There are three levels of shrine status. All can be granted independently of each other. The local bishop can grant shrine status at ‘local’ level. The episcopal bishops can grant ‘national’ status, or the Holy See can step in and give ‘international’ status. 


The Code of Canon Law (1983) includes the following Canons relating to Shrines:


Canon 1230 The term shrine means a church or other sacred place which, with the approval of the local Ordinary, is by reason of special devotion frequented by the faithful as pilgrims. 


Canon 1231 For shrine to be described as national, the approval of the Episcopal Conference is necessary. For it to be described as international, the approval of the Holy See is required. 


Canon 1232 (i) The local Ordinary is competent to approve the statutes of a diocese and shrine; the Episcopal Conference, those of a national shrine, the Holy See alone, those of an international shrine. 


Canon 1232 (ii) The statutes of a shrine are to determine principally, the authority of the rector, and the ownership and administration of its property. 


Canon 1233 Certain privileges may be granted to shrines when the local circumstances, the number of pilgrims, and especially the good of the faithful would seem to make this advisable. 


Canon 124 (i) At shrines the means of salvation are to be more abundantly made available to the faithful: by sedulous proclamation of the word of God, by suitable encouragement of liturgical life, especially by the celebration of the Eucharist and penance, and by the fostering of approved forms of popular devotion.


Canon 124 (ii) In shrines or in places adjacent to them, votive offerings of popular art are to be displayed and carefully safeguarded.
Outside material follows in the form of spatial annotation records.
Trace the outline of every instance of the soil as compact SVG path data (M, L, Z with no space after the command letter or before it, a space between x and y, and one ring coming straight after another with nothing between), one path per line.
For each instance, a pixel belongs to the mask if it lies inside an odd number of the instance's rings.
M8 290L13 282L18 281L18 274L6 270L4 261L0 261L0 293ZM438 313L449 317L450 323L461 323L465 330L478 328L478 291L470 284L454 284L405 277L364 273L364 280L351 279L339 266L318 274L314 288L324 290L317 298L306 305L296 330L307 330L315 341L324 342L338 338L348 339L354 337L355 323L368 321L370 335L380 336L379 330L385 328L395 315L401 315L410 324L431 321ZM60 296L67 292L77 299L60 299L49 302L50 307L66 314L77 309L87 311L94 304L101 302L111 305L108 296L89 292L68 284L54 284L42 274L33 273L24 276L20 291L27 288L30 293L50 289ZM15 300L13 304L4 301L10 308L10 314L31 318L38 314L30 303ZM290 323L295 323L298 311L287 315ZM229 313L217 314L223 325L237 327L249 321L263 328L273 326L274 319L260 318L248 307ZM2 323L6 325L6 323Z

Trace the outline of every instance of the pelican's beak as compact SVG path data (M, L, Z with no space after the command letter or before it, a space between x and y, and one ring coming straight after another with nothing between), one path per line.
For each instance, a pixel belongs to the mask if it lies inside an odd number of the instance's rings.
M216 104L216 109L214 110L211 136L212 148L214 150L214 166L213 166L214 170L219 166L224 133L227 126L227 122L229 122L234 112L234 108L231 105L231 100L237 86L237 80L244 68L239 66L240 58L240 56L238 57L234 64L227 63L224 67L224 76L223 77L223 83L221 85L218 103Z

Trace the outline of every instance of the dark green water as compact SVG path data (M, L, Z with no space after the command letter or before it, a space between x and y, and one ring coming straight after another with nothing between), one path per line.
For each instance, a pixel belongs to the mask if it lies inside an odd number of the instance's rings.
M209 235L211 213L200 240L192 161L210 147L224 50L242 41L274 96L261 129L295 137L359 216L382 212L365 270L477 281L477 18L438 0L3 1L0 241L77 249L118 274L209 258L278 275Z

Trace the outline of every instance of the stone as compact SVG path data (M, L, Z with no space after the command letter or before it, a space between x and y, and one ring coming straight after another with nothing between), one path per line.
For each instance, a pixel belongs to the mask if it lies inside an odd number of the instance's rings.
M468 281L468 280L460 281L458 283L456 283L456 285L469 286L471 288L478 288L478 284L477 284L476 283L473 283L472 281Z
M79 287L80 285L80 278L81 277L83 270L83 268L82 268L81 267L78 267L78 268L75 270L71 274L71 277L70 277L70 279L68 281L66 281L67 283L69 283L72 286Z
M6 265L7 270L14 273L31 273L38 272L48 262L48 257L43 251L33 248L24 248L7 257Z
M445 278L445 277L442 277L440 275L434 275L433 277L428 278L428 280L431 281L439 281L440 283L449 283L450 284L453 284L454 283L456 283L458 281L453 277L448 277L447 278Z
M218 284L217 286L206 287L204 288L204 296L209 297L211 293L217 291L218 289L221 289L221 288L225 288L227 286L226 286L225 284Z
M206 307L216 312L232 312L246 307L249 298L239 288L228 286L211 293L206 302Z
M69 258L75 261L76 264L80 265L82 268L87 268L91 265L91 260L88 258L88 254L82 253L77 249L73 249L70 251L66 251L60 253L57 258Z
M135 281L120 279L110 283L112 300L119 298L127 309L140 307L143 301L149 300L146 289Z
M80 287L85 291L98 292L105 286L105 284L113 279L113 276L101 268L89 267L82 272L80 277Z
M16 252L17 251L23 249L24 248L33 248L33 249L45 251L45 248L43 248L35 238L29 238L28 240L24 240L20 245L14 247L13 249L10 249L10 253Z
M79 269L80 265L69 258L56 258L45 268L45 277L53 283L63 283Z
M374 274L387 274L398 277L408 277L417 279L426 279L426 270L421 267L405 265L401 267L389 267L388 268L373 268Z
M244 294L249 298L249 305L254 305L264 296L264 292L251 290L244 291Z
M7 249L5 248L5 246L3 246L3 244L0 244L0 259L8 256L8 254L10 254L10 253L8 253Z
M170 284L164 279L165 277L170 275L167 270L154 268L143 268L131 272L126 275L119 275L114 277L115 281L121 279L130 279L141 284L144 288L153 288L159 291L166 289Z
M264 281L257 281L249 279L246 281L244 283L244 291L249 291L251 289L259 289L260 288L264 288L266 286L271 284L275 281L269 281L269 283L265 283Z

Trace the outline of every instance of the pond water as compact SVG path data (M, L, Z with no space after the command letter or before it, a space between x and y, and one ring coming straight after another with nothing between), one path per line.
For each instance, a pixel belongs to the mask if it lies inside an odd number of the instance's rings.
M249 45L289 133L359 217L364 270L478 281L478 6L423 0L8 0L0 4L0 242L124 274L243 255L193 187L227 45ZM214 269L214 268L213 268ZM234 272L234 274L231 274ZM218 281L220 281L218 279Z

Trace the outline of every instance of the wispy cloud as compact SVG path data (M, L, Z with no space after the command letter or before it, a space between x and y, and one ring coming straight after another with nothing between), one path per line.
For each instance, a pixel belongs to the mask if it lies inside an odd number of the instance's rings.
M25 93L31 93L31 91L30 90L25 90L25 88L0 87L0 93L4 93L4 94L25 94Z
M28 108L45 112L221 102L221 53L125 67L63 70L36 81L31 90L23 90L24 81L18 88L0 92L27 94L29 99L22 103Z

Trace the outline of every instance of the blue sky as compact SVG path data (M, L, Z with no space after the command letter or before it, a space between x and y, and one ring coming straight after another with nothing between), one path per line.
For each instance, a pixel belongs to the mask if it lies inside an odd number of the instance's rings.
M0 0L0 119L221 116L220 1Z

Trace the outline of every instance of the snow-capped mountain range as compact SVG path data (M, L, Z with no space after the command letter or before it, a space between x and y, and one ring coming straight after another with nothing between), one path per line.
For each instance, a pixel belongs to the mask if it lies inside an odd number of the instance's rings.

No reference is made to apparitions, visionaries or messages in these canons as criteria for defining shrine status. The criteria can be viewed in a pastoral sense and as to most likely why Pope Francis appointed Archbishop Henryk Hoser as his special envoy to Medjugorje. 


It is also not without significance that the Vatican announced the Pope’s choice on the feast of Our Lady of Lourdes, February 11. 


Heaven’s envoy, the Blessed Mother, also arrived in Medjugorje on a significant feast day – that of the Nativity of John the Baptist, June 24, 1981.